The other option is to make system calls at runtime to copy into an executable page, or change permissions on the page it's in. That's still more complicated than using a local array to get GCC to copy code into executable stack memory.
(I don't know if there's an easy way to enable READ_IMPLIES_EXEC under modern kernels. Having no GNU-stack attribute at all in an ELF binary does that for 32-bit code, but not 64-bit.)
Yet another option is __attribute__((section(".text"))) const char code[] = ...;
Working example: https://godbolt.org/z/draGeh.
If you need the array to be writeable, e.g. for shellcode that inserts some zeros into strings, you could maybe link with ld -N. But probably best to use -z execstack and a local array.
Two problems in the question:
exec permission on the page, because you used an array that will go in the noexec read+write .data section.
your machine code doesn't end with a ret instruction so even if it did run, execution would fall into whatever was next in memory instead of returning.

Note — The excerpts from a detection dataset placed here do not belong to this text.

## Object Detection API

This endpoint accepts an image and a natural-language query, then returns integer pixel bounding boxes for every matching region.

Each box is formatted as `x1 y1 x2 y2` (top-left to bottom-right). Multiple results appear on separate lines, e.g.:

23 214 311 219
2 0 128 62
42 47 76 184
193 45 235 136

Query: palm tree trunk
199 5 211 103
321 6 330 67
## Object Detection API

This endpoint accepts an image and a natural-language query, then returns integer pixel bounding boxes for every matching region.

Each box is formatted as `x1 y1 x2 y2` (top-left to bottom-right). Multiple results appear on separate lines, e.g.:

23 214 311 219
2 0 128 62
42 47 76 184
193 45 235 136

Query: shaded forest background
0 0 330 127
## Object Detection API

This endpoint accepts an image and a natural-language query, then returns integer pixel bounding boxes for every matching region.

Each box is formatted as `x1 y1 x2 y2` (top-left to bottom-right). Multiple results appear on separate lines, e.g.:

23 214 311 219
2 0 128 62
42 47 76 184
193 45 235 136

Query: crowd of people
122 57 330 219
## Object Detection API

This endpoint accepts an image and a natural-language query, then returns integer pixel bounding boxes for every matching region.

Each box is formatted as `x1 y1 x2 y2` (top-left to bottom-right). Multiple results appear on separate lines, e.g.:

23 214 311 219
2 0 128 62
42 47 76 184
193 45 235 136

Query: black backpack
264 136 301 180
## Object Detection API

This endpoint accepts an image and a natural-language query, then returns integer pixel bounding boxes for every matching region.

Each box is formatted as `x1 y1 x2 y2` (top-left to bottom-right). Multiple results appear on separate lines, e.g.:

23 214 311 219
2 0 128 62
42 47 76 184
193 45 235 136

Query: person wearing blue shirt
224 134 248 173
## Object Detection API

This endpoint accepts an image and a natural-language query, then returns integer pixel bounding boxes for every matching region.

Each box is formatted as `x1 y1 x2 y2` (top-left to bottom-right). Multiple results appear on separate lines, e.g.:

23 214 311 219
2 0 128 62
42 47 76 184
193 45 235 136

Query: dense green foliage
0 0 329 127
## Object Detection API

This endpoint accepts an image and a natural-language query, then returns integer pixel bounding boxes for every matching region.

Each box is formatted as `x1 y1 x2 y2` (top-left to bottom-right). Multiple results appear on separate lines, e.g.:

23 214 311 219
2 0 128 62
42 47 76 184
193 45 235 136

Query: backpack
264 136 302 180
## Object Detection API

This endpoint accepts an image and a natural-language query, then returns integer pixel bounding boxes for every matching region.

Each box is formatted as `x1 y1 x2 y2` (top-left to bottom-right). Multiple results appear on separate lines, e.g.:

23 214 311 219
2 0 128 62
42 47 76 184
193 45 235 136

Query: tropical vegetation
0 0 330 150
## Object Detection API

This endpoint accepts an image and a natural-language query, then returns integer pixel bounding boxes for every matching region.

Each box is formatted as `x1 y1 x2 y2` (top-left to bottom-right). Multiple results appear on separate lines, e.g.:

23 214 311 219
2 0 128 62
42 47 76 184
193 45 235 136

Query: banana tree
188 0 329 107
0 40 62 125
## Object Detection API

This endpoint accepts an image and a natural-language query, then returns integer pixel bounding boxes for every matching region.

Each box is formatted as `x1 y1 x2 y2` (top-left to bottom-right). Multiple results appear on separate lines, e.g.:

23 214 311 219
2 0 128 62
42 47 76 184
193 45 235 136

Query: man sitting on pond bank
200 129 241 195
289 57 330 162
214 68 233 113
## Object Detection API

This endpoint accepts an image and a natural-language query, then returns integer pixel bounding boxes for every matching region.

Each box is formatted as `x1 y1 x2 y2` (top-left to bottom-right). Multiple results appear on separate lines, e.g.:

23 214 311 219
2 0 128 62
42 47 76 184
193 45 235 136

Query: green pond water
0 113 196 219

And BTW, the REX prefix is totally redundant. "\x31\xc0" xor eax,eax has exactly the same effect as xor rax,rax.
You need the page containing the machine code to have execute permission. x86-64 page tables have a separate bit for execute separate from read permission, unlike legacy 386 page tables.
The easiest way to get static arrays to be in read+exec memory was to compile with gcc -z execstack. (Used to make the stack and other sections executable, now only the stack).
Until recently (2018 or 2019), the standard toolchain (binutils ld) would put section .rodata into the same ELF segment as .text, so they'd both have read+exec permission. Thus using const char code[] = "..."; was sufficient for executing manually-specified bytes as data, without execstack.
But on my Arch Linux system with GNU ld (GNU Binutils) 2.31.1, that's no longer the case. readelf -a shows that the .rodata section went into an ELF segment with .eh_frame_hdr and .eh_frame, and it only has Read permission. .text goes in a segment with Read + Exec, and .data goes in a segment with Read + Write (along with the .got and .got.plt). (What's the difference of section and segment in ELF file format)
I assume this change is to make ROP and Spectre attacks harder by not having read-only data in executable pages where sequences of useful bytes could be used as "gadgets" that end with the bytes for a ret or jmp reg instruction.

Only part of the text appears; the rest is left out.